A Levels and Moors ‘Task Force’ has been set up, comprising of key stakeholders who have an interest in the area. This group is lobbying to achieve the best possible future for the area. In addition, a ‘Nature Delivery Group’, comprising Royal Society for the Protection of Birds (RSPB), Somerset Wildlife Trust, Farming and Wildlife Advisory Group (FWAG SW), National Farmers Union, Somerset Drainage Board Consortium, and Somerset County Council, with the Environment Agency and Natural England, provides a platform to exchange knowledge, ideas, and information on opportunities.
Site Activity
The European-funded ‘WAVE’ (Water Adaptation is Valuable for Everyone www.waveproject.eu) INTERREG IVB NWE project, managed by Somerset County Council, aims to better understand the likely impacts of climate change and the adaptations that will be required to deal with these.
The funding is used on projects working to promote more sustainable approaches to land and water management in key areas:
Theme 1: Delivery for habitats and species through restoration of extant peat workings
Case study: Somerset Wildlife Trust’s Brue Valley Living Landscape programme covers 12,500 ha of mixed peat wetland habitats. Peatland restoration is being achieved via a number of different mechanisms ranging from strategic land purchase and restoration through to assisting land managers gain access to agri-environment subsidies and working with them to ensure that the prescriptions are met and benefits to biodiversity increase.
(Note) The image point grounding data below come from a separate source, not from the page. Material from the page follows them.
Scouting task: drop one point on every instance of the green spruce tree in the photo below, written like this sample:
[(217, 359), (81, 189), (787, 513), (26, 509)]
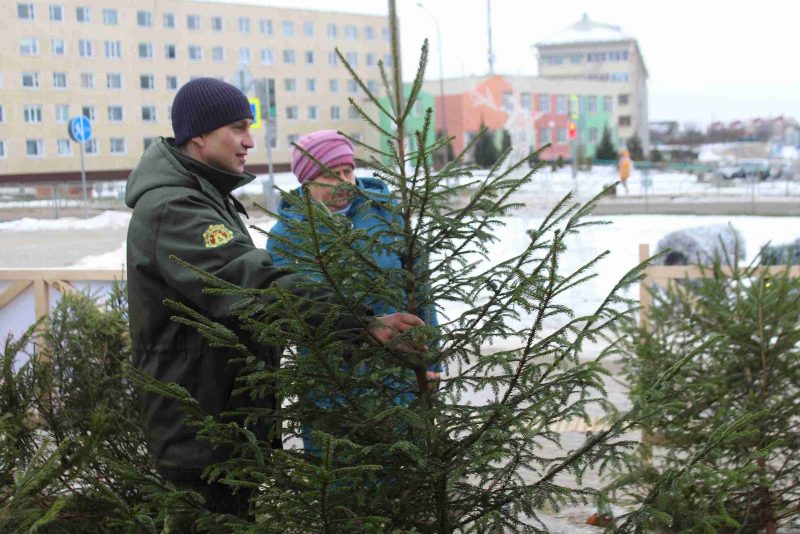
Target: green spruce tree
[(606, 149), (724, 438)]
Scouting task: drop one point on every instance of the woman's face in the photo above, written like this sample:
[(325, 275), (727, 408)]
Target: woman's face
[(322, 188)]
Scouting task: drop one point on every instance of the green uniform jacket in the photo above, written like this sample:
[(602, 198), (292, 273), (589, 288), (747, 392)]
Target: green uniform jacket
[(184, 208)]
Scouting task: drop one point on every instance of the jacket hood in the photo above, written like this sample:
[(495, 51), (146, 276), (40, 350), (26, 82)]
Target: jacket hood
[(163, 165), (369, 188)]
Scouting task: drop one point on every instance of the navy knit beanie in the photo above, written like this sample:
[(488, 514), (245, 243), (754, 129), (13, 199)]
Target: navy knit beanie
[(205, 104)]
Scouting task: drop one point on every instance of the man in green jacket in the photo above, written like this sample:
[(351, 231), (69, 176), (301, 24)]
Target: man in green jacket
[(180, 193)]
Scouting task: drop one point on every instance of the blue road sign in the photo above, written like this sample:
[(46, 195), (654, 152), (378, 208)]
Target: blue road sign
[(80, 129)]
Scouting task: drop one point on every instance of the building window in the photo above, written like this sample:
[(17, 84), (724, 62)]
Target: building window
[(90, 147), (544, 103), (114, 113), (34, 148), (29, 46), (56, 13), (147, 81), (144, 19), (33, 114), (82, 14), (525, 101), (114, 80), (118, 145), (64, 147), (508, 101), (148, 114), (113, 49), (30, 80), (85, 48), (87, 80), (146, 50), (545, 136), (562, 104), (267, 56), (62, 113), (59, 80), (25, 11), (57, 46), (88, 112)]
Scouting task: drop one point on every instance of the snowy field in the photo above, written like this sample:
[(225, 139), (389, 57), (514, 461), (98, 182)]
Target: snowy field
[(621, 238)]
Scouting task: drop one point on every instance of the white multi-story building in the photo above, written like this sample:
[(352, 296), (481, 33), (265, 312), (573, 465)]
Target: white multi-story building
[(120, 64), (589, 49)]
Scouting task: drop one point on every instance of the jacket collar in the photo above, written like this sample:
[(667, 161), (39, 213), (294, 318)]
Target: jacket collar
[(207, 176)]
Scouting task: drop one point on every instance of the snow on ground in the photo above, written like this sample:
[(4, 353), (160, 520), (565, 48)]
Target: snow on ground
[(107, 219)]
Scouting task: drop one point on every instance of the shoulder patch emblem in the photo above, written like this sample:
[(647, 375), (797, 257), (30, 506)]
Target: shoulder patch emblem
[(216, 235)]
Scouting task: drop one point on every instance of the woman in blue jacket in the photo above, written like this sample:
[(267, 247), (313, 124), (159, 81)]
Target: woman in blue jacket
[(336, 153)]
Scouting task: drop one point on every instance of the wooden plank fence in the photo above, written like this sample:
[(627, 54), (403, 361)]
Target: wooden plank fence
[(42, 280)]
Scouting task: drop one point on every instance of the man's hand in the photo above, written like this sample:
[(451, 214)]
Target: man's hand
[(386, 327)]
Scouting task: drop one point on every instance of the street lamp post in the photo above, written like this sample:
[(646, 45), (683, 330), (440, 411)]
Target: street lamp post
[(441, 67)]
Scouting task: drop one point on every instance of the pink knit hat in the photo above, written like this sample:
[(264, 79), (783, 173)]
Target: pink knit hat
[(328, 146)]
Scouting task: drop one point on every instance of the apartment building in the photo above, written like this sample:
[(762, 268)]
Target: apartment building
[(120, 64), (602, 52)]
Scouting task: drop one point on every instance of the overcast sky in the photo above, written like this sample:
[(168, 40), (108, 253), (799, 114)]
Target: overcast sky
[(707, 59)]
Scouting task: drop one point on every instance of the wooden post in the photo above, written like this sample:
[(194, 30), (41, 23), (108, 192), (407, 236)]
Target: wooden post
[(645, 299)]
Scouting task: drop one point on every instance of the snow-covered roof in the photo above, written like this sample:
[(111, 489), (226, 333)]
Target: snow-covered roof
[(586, 31)]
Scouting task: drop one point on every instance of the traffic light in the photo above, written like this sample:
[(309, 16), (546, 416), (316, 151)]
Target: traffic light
[(572, 131)]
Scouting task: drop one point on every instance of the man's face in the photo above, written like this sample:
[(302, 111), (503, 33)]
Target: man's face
[(323, 188), (226, 147)]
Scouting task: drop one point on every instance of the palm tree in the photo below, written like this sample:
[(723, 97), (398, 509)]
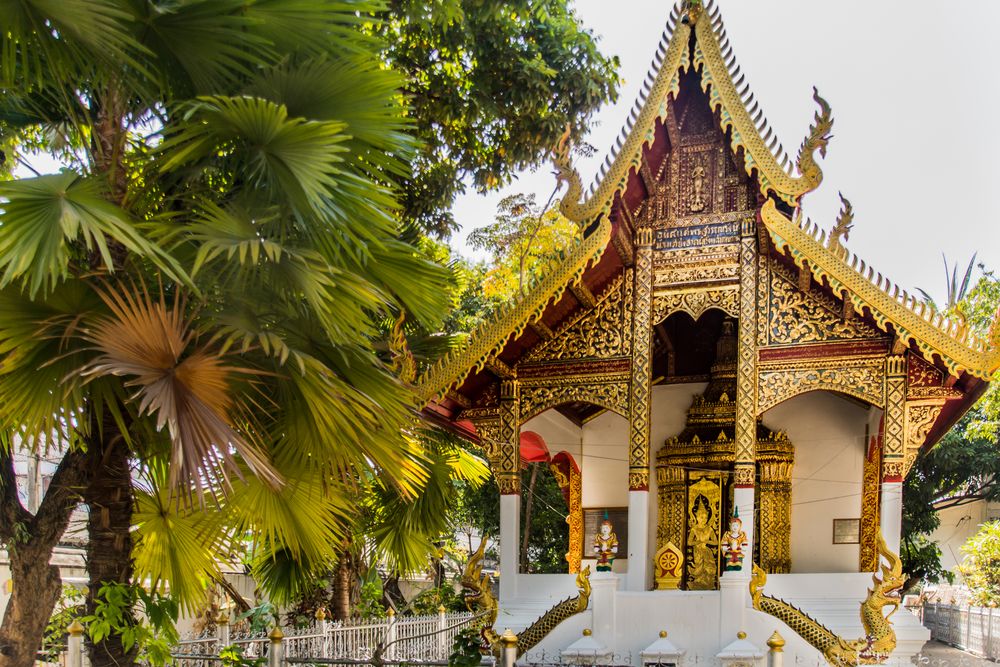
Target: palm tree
[(956, 290), (191, 304)]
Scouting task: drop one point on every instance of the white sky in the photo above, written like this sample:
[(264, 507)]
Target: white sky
[(913, 86)]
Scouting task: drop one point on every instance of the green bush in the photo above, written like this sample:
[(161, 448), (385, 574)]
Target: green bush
[(981, 567)]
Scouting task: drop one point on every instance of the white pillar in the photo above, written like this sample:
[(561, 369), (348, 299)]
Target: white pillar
[(604, 587), (743, 499), (276, 654), (510, 532), (74, 644), (734, 584), (639, 559), (891, 514)]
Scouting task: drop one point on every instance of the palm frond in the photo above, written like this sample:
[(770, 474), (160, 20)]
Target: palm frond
[(47, 40), (186, 388), (178, 544), (290, 157), (39, 392), (41, 219)]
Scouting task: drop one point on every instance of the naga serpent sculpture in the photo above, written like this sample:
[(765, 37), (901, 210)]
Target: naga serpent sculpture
[(879, 640), (479, 598)]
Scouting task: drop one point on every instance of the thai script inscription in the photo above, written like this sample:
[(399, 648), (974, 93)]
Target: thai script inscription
[(716, 233)]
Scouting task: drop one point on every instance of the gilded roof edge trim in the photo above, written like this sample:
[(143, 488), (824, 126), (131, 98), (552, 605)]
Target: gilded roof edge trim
[(489, 338), (721, 80), (719, 76), (932, 333), (663, 80)]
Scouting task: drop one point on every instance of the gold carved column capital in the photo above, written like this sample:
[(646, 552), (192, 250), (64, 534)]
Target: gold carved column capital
[(743, 475), (746, 361), (919, 417), (508, 467), (640, 387)]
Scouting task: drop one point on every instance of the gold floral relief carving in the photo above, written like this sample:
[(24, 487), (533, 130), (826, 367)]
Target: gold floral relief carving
[(797, 317), (920, 418), (595, 333), (609, 395), (489, 439), (863, 379), (696, 303), (746, 351), (870, 488)]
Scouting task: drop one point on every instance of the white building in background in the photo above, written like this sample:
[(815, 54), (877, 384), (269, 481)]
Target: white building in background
[(958, 524)]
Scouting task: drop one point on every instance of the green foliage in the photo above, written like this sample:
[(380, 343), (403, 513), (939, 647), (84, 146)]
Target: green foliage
[(69, 608), (370, 605), (523, 240), (548, 540), (232, 656), (964, 467), (428, 602), (138, 618), (260, 618), (981, 567), (492, 86), (465, 650), (242, 158)]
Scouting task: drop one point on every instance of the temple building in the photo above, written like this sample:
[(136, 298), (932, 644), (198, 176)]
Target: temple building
[(705, 353)]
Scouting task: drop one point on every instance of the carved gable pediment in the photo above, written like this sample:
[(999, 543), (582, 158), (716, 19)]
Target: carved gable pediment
[(795, 316), (601, 332)]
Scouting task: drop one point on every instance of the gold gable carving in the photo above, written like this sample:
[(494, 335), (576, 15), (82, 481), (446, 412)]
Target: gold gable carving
[(920, 417), (891, 308), (860, 378), (696, 303), (601, 332), (797, 317)]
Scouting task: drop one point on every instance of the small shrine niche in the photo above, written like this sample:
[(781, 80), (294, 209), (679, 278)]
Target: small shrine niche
[(695, 480)]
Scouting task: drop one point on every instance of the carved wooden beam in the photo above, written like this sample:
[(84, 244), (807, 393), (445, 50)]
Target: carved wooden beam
[(583, 295), (622, 241), (805, 278), (458, 398), (500, 369), (542, 329), (848, 311)]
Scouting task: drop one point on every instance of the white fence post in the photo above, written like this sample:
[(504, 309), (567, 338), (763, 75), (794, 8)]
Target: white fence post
[(324, 628), (390, 635), (776, 650), (276, 653), (442, 634), (508, 649), (222, 629), (74, 645)]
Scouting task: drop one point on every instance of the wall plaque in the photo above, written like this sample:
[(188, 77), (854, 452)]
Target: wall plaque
[(847, 531)]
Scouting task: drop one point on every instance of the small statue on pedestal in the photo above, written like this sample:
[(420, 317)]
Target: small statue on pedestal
[(605, 546), (733, 542)]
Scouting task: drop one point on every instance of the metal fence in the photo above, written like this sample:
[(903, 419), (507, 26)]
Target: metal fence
[(409, 638), (974, 629)]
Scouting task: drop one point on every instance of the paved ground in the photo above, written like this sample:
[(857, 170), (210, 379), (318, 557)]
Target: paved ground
[(936, 654)]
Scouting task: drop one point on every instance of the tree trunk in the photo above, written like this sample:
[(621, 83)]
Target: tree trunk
[(342, 588), (109, 544), (529, 502), (30, 541)]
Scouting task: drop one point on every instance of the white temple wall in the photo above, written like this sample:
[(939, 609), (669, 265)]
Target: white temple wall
[(670, 403), (828, 433), (559, 433)]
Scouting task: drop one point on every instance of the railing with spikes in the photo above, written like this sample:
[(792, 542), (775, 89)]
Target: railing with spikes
[(954, 328)]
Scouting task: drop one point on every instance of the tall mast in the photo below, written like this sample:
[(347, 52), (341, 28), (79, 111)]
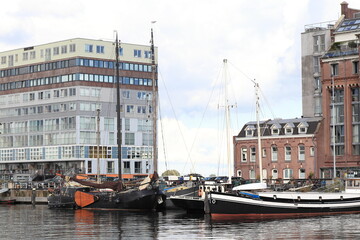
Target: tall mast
[(333, 123), (98, 145), (227, 118), (118, 106), (154, 103), (258, 129)]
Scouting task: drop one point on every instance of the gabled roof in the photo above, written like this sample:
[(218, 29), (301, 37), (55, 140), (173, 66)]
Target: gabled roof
[(265, 126)]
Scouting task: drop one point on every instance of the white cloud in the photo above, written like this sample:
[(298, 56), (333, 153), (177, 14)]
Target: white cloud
[(260, 38)]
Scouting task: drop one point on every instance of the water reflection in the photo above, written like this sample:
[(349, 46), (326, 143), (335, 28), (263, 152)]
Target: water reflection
[(27, 222)]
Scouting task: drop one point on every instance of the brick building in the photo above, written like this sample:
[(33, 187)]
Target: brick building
[(341, 99), (288, 149)]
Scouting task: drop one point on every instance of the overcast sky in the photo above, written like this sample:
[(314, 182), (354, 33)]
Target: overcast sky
[(260, 39)]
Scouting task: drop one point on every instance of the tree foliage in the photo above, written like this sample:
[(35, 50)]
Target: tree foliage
[(170, 173)]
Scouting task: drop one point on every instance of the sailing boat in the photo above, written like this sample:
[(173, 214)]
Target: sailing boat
[(196, 201), (112, 195), (241, 204)]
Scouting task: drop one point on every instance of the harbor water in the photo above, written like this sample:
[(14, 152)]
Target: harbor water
[(39, 222)]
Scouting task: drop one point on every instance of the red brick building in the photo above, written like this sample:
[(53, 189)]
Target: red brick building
[(341, 99), (287, 149)]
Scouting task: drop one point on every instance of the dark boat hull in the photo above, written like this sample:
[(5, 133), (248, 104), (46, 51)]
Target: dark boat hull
[(190, 204), (146, 199), (231, 206)]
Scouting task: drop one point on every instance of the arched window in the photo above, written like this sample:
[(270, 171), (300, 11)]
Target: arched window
[(287, 153), (287, 173), (301, 152), (275, 174), (274, 151), (252, 174), (302, 173)]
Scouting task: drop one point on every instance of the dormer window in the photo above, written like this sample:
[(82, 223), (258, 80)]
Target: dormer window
[(302, 127), (275, 129), (289, 128), (249, 130)]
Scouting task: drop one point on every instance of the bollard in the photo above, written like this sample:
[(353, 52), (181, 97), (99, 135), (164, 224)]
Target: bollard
[(33, 196)]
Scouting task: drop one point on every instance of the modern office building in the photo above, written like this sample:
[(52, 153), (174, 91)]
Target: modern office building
[(314, 42), (287, 149), (49, 100)]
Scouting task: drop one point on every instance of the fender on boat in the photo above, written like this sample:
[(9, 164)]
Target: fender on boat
[(83, 199)]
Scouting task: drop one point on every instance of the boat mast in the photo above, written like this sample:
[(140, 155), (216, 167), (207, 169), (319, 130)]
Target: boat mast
[(333, 123), (258, 129), (154, 103), (98, 145), (118, 106)]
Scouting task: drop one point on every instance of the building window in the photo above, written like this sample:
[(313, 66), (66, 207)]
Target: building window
[(355, 67), (302, 173), (130, 108), (252, 174), (147, 54), (138, 167), (319, 43), (72, 47), (334, 69), (100, 49), (25, 56), (274, 174), (126, 94), (129, 138), (316, 64), (252, 154), (56, 50), (110, 167), (32, 55), (288, 173), (317, 83), (89, 166), (301, 153), (287, 153), (274, 151), (88, 48), (126, 167), (243, 154), (137, 53), (249, 131), (288, 130), (312, 151), (63, 49)]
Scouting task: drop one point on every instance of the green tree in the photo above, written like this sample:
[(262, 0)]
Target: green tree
[(170, 173)]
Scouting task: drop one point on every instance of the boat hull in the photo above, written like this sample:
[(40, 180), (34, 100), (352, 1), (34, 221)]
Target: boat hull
[(190, 204), (146, 199), (231, 206)]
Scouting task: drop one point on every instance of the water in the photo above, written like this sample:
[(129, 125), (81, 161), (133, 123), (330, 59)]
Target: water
[(39, 222)]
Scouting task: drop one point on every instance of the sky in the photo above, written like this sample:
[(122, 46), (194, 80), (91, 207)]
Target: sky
[(259, 38)]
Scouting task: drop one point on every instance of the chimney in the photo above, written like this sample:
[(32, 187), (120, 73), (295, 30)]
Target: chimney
[(344, 9)]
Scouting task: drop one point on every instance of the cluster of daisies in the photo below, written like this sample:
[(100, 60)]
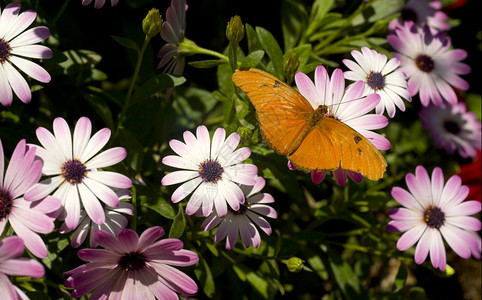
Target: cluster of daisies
[(66, 177)]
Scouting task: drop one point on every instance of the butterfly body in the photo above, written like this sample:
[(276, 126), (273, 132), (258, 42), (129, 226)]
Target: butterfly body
[(311, 138)]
Theme 2: Delivery for species and communities on lowland wet peat grasslands
Case study: When the RSPB purchased Greylake nature reserve in 2003 the area consisted of 100 ha of deep-drained arable land. Over the last nine years, a process of restoration has created a mixture of wet grassland, swamp and fen habitats. Structures have been installed to hold water levels around 80 cm higher than before management began. Monitoring, which started in 1977, shows that the once declining population of Lapwing at Greylake are now starting to recover.